• By The Financial District

ANALYST WARNS 2021 COULD RIP UK TO PIECES

Analyst Luke McGee has warned that UK Prime Minister Boris Johnson’s claim that 2020 would be a fantastic year for Britain has been dashed to smithereens, with 2020 stretching the social fabric of the United Kingdom. This year could rip it to pieces.

Writing for CNN, McGee said the politics and constitutional arrangements between the four nations that make up the UK are a constant source of pain to any leader trying to reconcile their substantively different political and societal priorities.


But the two biggest peacetime crises faced by Britain -- one anticipated, and one that came out of thin air -- have combined to create a perfect storm of dissatisfaction with the status quo.

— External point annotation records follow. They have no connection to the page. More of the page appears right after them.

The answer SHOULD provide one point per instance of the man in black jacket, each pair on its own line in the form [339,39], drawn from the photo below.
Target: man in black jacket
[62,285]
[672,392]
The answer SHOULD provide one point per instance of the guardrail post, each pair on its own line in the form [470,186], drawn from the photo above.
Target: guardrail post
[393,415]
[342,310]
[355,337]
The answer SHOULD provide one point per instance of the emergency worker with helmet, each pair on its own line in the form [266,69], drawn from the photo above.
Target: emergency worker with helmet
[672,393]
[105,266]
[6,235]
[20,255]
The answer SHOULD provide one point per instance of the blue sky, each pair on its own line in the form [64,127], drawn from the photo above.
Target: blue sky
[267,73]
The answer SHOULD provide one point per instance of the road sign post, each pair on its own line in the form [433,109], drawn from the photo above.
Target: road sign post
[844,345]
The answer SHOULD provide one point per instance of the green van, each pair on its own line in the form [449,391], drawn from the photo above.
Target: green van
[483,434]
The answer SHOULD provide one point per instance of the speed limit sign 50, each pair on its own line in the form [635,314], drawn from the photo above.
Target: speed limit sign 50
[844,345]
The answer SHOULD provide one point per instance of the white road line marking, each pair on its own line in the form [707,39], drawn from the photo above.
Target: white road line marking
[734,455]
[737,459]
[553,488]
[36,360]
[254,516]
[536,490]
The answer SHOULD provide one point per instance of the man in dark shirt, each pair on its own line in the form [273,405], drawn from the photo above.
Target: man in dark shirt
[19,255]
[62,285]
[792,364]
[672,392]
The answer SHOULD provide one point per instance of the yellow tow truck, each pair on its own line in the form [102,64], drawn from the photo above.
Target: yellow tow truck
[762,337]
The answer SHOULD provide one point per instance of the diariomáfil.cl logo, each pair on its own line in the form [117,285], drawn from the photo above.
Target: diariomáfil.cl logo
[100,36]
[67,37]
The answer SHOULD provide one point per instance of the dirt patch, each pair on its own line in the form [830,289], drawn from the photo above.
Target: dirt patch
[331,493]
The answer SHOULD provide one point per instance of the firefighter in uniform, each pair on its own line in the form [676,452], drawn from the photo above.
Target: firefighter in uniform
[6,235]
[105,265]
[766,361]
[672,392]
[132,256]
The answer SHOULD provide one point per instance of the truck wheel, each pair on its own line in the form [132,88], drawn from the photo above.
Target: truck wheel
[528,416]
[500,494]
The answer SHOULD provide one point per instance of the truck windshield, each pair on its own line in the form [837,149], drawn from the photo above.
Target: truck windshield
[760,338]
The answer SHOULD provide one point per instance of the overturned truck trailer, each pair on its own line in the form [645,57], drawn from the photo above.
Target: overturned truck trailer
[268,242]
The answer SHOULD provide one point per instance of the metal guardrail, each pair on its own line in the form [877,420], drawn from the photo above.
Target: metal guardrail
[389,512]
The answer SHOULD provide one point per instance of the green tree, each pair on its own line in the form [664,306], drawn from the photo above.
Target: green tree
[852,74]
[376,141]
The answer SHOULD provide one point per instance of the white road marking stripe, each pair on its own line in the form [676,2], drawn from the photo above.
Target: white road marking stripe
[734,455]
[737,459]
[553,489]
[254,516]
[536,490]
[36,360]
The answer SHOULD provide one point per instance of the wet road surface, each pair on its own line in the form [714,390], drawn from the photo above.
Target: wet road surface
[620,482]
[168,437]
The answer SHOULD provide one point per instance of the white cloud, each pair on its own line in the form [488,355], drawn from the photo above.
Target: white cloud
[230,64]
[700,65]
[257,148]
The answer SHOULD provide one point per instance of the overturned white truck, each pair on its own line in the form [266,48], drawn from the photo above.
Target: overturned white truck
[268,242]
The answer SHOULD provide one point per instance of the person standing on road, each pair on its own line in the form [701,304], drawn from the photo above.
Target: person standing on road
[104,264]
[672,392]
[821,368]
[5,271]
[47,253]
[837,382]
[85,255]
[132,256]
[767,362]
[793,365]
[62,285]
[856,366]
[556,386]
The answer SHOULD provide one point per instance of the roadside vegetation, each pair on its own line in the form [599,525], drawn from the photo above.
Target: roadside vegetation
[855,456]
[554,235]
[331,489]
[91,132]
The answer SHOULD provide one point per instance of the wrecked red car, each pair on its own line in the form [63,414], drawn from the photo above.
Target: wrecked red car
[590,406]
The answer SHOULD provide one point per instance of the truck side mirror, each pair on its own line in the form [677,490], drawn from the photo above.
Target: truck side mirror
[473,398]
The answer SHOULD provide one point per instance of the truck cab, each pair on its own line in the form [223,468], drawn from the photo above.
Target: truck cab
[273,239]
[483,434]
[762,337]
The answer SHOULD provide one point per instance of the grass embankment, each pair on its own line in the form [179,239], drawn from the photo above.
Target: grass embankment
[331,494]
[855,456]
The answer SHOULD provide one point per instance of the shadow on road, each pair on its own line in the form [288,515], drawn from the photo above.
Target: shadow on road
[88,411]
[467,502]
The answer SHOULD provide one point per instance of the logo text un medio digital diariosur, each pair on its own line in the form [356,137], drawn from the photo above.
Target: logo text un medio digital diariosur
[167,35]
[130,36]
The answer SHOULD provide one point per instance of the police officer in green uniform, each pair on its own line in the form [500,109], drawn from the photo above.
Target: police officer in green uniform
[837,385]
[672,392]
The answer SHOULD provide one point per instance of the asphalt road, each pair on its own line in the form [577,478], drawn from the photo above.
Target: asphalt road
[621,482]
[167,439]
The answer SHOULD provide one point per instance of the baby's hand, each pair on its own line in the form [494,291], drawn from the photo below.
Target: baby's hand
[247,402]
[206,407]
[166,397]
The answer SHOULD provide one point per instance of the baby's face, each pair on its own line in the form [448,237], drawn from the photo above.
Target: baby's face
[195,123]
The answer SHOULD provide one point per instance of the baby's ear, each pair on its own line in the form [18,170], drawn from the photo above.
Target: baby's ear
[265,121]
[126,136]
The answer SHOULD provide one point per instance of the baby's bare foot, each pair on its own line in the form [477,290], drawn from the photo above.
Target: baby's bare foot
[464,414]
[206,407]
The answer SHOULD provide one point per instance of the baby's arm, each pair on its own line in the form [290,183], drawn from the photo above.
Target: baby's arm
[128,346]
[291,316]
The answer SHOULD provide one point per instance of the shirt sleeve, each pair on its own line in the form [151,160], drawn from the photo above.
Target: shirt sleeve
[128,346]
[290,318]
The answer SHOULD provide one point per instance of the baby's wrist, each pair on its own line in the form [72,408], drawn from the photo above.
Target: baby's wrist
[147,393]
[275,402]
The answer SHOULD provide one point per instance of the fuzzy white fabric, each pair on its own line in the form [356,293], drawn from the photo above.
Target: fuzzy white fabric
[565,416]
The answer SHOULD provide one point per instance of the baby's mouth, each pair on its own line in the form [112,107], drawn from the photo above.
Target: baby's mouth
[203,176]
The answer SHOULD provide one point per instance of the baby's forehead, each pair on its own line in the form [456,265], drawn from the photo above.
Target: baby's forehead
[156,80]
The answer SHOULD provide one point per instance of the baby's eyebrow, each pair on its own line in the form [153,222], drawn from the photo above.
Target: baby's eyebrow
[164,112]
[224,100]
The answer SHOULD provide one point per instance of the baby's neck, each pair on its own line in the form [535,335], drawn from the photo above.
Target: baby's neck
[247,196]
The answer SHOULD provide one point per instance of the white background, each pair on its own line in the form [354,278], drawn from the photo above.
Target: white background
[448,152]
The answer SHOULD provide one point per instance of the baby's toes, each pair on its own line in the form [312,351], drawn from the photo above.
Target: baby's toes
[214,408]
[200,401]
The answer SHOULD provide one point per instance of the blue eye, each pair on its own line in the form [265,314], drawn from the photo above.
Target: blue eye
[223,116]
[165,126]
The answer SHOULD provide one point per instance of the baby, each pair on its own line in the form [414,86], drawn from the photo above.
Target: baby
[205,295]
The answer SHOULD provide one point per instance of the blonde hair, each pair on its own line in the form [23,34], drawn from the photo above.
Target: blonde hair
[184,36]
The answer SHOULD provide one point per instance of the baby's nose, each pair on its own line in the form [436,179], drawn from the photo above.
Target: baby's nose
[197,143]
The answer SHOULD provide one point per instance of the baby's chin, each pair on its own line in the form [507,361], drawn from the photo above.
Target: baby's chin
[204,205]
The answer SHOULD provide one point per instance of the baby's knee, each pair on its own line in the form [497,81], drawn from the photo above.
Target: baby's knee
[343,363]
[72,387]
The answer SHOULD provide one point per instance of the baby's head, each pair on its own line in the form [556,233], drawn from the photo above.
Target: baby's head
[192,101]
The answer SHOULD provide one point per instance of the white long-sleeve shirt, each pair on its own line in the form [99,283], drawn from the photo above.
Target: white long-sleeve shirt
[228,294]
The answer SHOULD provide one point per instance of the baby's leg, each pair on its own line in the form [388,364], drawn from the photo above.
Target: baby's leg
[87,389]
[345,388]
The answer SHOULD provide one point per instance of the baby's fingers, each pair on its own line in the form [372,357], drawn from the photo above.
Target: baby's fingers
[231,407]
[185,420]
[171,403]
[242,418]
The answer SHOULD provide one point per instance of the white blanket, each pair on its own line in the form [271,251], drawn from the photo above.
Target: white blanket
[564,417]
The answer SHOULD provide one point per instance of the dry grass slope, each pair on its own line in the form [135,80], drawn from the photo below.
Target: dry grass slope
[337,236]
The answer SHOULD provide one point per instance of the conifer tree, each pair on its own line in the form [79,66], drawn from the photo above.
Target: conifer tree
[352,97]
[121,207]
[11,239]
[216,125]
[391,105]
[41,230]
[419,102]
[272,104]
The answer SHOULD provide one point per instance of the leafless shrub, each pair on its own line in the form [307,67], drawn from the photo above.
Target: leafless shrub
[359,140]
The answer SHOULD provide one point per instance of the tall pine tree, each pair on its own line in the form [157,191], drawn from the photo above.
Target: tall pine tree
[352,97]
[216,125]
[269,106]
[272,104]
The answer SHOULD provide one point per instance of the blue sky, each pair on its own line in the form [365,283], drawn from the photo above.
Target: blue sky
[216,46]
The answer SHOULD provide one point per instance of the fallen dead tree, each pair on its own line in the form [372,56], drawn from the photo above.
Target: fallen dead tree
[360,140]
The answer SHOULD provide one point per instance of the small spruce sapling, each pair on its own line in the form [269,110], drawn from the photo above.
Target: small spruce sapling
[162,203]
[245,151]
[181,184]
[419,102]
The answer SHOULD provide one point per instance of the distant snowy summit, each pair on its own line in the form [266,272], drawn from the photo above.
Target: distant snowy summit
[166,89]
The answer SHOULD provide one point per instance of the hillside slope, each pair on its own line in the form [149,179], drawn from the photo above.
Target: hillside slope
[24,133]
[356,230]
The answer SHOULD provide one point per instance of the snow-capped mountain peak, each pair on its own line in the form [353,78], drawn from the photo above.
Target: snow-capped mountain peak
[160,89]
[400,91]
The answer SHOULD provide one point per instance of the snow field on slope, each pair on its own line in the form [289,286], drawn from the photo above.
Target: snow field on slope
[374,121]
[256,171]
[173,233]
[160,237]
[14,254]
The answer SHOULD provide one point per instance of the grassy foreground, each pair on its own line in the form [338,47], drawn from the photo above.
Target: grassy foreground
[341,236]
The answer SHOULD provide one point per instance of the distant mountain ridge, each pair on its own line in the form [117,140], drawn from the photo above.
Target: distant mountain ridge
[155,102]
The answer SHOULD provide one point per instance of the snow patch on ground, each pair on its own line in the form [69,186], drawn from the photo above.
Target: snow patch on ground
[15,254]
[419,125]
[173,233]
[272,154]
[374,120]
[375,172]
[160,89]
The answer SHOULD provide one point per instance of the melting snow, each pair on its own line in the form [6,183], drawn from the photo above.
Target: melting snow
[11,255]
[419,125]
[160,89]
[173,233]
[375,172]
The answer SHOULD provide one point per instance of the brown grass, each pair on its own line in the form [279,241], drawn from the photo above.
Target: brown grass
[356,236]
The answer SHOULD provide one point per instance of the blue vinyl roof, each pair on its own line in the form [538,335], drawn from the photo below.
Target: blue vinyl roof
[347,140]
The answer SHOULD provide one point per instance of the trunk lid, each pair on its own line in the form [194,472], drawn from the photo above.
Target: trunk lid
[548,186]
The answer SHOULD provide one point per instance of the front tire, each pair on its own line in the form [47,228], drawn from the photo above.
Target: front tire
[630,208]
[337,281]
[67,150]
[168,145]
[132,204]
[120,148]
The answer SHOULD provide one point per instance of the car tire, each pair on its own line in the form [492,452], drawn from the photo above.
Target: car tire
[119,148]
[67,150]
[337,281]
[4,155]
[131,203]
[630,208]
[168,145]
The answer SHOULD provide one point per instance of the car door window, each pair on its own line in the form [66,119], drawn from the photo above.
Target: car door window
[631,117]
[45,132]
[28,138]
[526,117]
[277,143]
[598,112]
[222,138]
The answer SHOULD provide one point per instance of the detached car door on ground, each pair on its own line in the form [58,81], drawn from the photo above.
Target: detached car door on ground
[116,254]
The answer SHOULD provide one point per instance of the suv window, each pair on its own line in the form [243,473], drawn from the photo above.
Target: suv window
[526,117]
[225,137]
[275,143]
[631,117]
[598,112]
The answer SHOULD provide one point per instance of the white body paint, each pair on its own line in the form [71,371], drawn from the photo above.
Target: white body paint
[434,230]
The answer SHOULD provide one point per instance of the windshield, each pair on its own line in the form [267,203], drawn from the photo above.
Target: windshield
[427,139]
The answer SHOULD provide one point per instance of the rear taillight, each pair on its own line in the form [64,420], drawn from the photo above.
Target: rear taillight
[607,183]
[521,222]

Finally, after years of drawn-out political debate and tortuous negotiations, Britain left the EU's regulatory and trading universe on January 1, but with a myriad of unpredictable strains on the UK's political union that could lead the British Prime Minister into choppy constitutional waters.


Simultaneously, the COVID-19 pandemic has laid bare how much political distance there is between the devolved governments -- in Edinburgh, Cardiff and Belfast -- and London.


The independence movement in Scotland has grown since the country's referendum in 2014, where Scots voted by 55% to remain in the Union. According to a recent poll in the Scotsman newspaper, independence is currently 16 points ahead. Much of that support is attributed to Scotland's objection to Brexit.


Even as Johnson celebrated securing a trade deal with the EU, Scotland's First Minister Nicola Sturgeon tweeted that "there is no deal that will ever make up for what Brexit takes away from us. It's time to chart our own future as an independent, European nation."


In Northern Ireland, nationalist politicians that spoke to CNN admitted they have never been so confident that, should a vote be called, the north could be reunited with the Republic of Ireland.


While there is not a strong independence movement in Wales, the support for business-as-usual has become untenable, as nationalists become increasingly hostile towards the Conservative government in Westminster.


And in England, the largest, richest and most conservative of the four, resentment of a status quo that can easily be characterized as London sending money to fund its poorer relatives in the other three nations is growing.